Immature spinner dolphin calf SCUBA tanks spell disaster in tuna fisheries

Dolphins that live in the deep ocean have well developed oxygen storage, but now it turns out that spinner dolphin calves do not develop their SCUBA capacity any faster than coastal species, despite their deep diving lifestyle. Shawn Noren from the University of California, Santa Cruz has also calculated that delays in developing their oxygen storage could place spinner dolphin calves at risk of separation from their mothers during high speed tuna purse seine-fishery pursuits.

Just because dolphins are born in water doesn't necessarily mean that their in-built SCUBA system is fully prepared for action at birth; it can take between 1 and 3 years for the oxygen carrying capacity of whales and dolphins to mature sufficiently. Shawn Noren, from the University of California, Santa Cruz, USA, explains that the muscles of fully developed diving species - including dolphins, whales, birds and seals - contain more of the oxygen carrying protein, myoglobin, than land-based animals and are better prepared to neutralise lactic acid produced in the muscles when divers switch to anaerobic respiration after exhausting their oxygen toward the end of a dive.

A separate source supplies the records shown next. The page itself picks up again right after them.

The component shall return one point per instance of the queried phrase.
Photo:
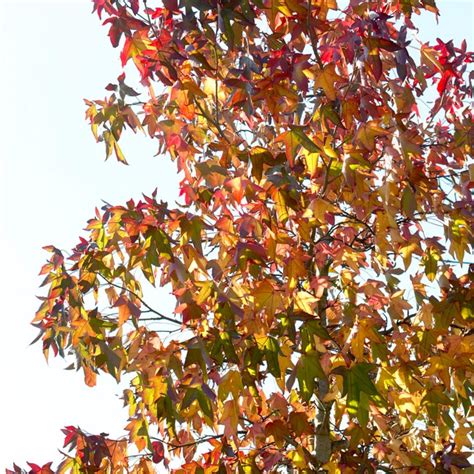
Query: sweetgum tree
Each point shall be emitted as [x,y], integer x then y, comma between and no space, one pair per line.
[323,318]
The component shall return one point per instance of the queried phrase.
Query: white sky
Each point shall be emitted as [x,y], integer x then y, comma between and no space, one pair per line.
[52,175]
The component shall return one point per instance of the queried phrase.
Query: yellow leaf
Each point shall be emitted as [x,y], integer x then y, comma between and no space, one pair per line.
[298,458]
[267,297]
[305,302]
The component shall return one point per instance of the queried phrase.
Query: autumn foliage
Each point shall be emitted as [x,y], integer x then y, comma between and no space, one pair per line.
[324,306]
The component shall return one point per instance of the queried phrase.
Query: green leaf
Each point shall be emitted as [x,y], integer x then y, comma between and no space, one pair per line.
[308,370]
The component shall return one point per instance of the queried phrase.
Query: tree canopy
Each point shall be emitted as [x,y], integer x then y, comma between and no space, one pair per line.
[318,256]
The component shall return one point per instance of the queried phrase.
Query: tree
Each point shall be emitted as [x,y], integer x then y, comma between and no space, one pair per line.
[324,306]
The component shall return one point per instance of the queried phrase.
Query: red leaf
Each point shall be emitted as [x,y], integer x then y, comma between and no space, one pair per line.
[135,6]
[158,451]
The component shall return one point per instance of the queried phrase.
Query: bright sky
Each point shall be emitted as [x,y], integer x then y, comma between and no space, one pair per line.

"We wondered if pelagic (offshore) living promotes rapid postnatal maturation of muscle biochemistry", says Noren. In other words, might deep-diving ocean-going whales and dolphins develop large reserves of myoglobin and the ability to buffer muscle against acid earlier in in life than species that remain in shallow coastal waters? Noren and her colleagues measured the oxygen storage capacity and muscle biochemistry of spinner dolphin swim muscles and discovered that they matured no faster than the muscles of coastal species. They also publish their calculations suggesting that the muscles' slow development could place calves at risk of separation from their mothers during pursuits by commercial fishing fleets in Journal of Experimental Biology.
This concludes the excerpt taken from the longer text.